In this article we will try to see how real estate is being considered to be a safe investment when compared to stocks or 401Ks:

  • Greater Control

The moment you carry out a home buying activity, you turn into the owner or in other words the CEO of that property. You have the liberty to raise rents, search for better tenants, make improvements and even go for cost cutting. You are in absolute control of whatever you do with your investments and there are a very few external factors that affect your actions or income.
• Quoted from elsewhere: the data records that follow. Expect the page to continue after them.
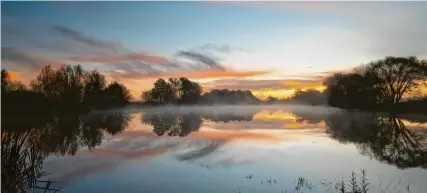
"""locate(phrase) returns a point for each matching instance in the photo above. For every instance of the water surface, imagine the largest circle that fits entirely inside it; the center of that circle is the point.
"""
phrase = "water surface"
(225, 149)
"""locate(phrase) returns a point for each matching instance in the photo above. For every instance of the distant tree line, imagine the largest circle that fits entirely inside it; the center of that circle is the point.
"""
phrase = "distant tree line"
(174, 91)
(69, 88)
(379, 85)
(185, 91)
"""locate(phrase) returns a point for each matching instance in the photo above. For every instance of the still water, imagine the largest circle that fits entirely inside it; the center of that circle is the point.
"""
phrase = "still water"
(218, 149)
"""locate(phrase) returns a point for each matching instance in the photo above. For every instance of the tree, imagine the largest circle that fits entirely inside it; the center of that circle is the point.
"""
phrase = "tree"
(5, 80)
(94, 84)
(189, 91)
(146, 96)
(162, 92)
(46, 84)
(70, 82)
(351, 91)
(116, 94)
(397, 76)
(175, 85)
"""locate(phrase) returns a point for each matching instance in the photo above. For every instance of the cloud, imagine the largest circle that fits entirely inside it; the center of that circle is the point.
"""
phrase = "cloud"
(134, 57)
(90, 41)
(262, 84)
(19, 60)
(201, 58)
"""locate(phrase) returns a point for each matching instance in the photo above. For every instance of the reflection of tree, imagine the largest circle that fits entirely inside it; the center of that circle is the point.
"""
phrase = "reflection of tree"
(385, 138)
(174, 124)
(26, 142)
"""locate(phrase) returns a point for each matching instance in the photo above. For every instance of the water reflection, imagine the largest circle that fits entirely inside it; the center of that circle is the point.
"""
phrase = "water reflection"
(174, 124)
(385, 138)
(27, 141)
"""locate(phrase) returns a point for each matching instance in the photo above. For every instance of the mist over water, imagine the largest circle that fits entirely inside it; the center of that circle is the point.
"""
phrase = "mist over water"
(217, 148)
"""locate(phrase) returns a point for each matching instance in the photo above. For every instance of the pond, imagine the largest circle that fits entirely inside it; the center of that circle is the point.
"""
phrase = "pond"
(215, 149)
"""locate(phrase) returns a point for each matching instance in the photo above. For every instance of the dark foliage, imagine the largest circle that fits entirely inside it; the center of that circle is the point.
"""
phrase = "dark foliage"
(176, 91)
(67, 89)
(379, 85)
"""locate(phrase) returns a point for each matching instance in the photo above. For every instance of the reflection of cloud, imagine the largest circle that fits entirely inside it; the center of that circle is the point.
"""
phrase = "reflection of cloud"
(125, 153)
(199, 153)
(274, 116)
(230, 135)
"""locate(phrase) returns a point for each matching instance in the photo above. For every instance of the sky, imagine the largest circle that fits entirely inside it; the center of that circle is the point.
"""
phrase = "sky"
(270, 48)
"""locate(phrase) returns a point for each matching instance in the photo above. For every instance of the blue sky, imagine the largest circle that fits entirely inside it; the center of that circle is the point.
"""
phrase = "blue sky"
(276, 41)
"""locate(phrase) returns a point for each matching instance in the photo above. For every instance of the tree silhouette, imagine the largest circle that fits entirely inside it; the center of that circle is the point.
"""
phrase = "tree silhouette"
(176, 90)
(93, 91)
(116, 94)
(351, 91)
(189, 91)
(396, 76)
(379, 85)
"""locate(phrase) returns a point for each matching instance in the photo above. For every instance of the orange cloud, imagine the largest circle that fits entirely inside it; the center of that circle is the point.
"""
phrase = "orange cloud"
(15, 76)
(124, 58)
(13, 58)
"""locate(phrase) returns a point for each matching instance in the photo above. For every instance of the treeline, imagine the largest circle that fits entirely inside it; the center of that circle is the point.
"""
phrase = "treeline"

On the other hand, when you are investing in a public or private company, you can only buy a minority of their stakes. You have put your faith on the management of that company, which is vulnerable to frauds and mismanagement. They hardly care about your investments and all your money can go down the drain because of a blunder on the company’s part.

  • Tax benefits

You have the option of deducting the interest to a limit of $1 million in mortgage on your primary residential property. Profits on primary home selling are tax free for up to $2, 50,000 for singles and up to $5, 00,000 for couples who have been living in the home for at least 2 years. Even the expenses you incur for maintaining your house are deductible from your income. There are immense tax benefits on real estate investment, which is again at the top of home trends in 2017.

  • Analysis and quantification is easier

Real estate investments can be easily analyzed and quantified because you will have to calculate only your expenses and income. If you are able to borrow at 2.5% and rent out your property at 5.5% then you have winner on your hands. Why would you bother yourself with the investments in stocks or 401 Ks that requires in-depth analysis and calculations?

However, there will always be people who prefer to invest in stocks or 401 Ks because they can’t ignore the lure of higher returns, greater liquid, low transaction costs and greater variety. Always choose to invest based on your investment goals and risk taking ability.